Le père de Laurent avait 70 ans. Il était en pleine forme avant d’être atteint du Covid en novembre dernier. « Il a été transféré dans une clinique privée d’Aix-en-Provence. D’emblée, on nous a fait savoir que nous ne pourrions pas le visiter. Après sa rémission, après trois tests négatifs, alors qu’il était éveillé et absolument plus contagieux, nous n’avons toujours pas été autorisés à le voir. Nous n’avons reçu que deux appels du médecin. Le premier pour nous dire que tout allait bien. Le second pour nous dire qu’il était mort. » Puis tout est allé très vite : le corps a été placé dans un sac en plastique et envoyé à la morgue. « Nous n’avons pas pu l’accompagner et nous n’avons même pas pu faire un adieu au visage »…

Stéphanie bataille, comédienne et directrice déléguée du Théâtre-Antoine pourrait faire le même témoignage. Son père, le comédien et acteur Étienne Draber, est décédé le 11 janvier 2021. Et elle aussi n’a pu être à ses côtés.
« En créant ce collectif, nous voulons transformer notre colère en combat de société. Sensibiliser les pouvoirs publics aux dérives éthiques de certains établissements de santé. Et inscrire le droit de visite aux patients dans la loi », déclare Laurent Frémont, après avoir été reçu à l’Elysée et par des ministres.
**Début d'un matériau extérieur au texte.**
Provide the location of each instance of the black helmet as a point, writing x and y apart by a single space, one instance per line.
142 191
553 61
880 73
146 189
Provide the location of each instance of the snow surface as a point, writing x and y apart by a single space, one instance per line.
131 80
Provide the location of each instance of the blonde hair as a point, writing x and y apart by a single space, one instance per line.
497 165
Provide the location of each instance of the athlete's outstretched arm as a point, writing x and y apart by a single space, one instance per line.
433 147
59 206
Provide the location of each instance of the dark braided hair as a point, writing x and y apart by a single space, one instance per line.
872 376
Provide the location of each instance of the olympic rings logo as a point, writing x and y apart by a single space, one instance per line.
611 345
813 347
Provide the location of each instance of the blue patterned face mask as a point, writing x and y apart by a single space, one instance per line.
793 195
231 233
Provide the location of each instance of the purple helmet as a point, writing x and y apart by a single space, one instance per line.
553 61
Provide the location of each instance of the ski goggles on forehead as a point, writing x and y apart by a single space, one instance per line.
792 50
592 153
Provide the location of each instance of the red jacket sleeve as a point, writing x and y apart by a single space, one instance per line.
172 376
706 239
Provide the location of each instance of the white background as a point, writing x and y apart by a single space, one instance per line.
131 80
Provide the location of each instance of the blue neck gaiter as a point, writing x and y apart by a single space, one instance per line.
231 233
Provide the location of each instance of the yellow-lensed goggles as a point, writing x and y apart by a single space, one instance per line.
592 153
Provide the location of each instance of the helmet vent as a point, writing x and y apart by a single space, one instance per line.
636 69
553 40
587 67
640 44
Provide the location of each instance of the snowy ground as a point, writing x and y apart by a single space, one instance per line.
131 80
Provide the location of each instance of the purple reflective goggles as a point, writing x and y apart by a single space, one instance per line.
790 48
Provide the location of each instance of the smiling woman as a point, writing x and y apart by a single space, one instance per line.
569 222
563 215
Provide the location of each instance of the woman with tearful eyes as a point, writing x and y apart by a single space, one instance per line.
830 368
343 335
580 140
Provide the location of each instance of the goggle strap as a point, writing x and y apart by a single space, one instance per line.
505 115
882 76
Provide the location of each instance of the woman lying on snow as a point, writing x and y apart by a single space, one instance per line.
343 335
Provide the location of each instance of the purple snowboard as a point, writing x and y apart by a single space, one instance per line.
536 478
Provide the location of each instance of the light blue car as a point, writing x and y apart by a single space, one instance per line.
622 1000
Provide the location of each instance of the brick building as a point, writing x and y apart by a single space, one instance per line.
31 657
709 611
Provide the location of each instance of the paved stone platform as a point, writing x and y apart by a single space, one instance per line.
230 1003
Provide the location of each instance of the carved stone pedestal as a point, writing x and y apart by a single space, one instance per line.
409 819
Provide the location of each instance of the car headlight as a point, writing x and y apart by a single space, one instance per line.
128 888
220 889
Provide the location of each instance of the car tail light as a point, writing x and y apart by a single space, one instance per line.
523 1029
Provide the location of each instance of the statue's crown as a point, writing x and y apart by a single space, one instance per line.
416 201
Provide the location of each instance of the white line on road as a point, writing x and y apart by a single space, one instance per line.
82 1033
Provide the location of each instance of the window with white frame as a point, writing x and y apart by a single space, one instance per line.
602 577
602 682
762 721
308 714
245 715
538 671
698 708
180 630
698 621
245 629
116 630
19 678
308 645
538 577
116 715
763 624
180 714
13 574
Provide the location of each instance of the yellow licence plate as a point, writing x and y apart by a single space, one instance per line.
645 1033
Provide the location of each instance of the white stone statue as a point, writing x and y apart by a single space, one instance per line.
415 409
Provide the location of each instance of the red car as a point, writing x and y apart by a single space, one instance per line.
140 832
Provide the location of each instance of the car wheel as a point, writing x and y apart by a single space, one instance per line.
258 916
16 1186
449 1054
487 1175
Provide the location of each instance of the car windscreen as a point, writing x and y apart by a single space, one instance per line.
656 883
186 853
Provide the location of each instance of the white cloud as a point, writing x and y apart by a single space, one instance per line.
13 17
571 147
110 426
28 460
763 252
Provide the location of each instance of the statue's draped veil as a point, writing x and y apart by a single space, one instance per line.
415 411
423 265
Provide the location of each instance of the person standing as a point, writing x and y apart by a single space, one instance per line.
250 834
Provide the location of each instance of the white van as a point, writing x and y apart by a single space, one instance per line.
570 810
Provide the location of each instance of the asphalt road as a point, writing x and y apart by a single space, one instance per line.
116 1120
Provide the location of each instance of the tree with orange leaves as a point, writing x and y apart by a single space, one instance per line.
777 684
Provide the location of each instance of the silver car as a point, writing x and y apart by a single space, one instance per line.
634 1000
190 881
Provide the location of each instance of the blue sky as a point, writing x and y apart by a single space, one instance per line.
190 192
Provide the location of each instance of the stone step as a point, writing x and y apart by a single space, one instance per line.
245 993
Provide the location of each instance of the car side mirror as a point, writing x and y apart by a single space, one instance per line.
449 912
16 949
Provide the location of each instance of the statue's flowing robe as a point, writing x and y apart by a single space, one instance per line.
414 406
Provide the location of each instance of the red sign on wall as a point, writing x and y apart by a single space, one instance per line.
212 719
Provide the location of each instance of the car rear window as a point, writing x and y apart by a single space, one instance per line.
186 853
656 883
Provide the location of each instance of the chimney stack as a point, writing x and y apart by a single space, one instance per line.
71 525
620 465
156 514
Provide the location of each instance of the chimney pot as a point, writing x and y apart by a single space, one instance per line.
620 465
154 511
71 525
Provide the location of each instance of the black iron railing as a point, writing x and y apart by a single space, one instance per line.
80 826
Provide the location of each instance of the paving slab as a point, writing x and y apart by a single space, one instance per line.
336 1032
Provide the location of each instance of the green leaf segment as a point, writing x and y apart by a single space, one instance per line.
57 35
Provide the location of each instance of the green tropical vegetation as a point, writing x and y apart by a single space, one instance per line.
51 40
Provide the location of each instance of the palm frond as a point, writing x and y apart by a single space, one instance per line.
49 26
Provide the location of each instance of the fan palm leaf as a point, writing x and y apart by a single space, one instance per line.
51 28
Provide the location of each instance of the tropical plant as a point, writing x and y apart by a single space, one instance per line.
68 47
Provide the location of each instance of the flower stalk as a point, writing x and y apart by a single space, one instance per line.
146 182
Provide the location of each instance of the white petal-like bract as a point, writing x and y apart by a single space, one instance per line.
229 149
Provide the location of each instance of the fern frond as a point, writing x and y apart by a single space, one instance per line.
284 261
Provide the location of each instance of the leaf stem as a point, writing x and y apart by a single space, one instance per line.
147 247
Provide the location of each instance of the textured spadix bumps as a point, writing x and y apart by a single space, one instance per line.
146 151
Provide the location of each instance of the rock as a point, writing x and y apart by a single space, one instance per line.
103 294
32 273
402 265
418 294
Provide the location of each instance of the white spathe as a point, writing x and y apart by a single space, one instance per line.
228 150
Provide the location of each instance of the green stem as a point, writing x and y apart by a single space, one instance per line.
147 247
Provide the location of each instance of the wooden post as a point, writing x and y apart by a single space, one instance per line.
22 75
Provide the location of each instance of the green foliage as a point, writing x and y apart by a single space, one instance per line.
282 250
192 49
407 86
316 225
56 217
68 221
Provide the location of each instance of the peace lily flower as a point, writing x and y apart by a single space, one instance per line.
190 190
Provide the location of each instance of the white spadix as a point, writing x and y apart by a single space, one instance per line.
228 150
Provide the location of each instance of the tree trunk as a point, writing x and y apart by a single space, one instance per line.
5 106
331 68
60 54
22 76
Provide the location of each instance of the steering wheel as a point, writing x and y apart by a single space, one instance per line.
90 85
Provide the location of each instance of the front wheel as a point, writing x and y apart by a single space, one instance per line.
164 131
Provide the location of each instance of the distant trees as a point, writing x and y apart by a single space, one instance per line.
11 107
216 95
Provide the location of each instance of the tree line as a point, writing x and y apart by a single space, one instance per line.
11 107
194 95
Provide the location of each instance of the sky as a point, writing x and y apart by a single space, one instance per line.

Il a été auditionné cette semaine au Sénat. Gérard Larcher a décidé de créer une commission pour faire avancer cette cause.
Créer un lieu de dévotion
Mais Stéphanie et Laurent ont aussi besoin de se reconstruire. « Il était indispensable qu’il y ait un endroit pour se recueillir. Pour rendre tout cela plus digne. Se rendre compte que derrière les chiffres des statistiques, il y a des visages », estime Laurent Frémont, 29 ans. Pour lui, c’était une évidence : « Comme la Madeline l'a été pour Johny Halliday, il faut que Saint-Sulpice devienne un lieu de dévotion pour ces dizaines de milliers de personnes parties anonymement ».
Avec le père de la Hougue, le choix de la chapelle Saint-Paul a été rapide. « C’est une chapelle un peu sombre et sans rien au mur. Nous y avons mis petit à petit des panneaux sur lesquels chacun peut déposer une photo », décrit le prêtre. Sur une table, un petit panier, des dizaines d’intentions de prières ont été déposées. Une feuille a aussi été rédigée par le curé pour aider les visiteurs et les familles. Et une invitation a été lancée : « Tous les derniers vendredis du mois, nous aurons un temps de prière et de recueillement, à 15 heures ». Le premier rendez-vous est déjà fixé au vendredi 28 mai.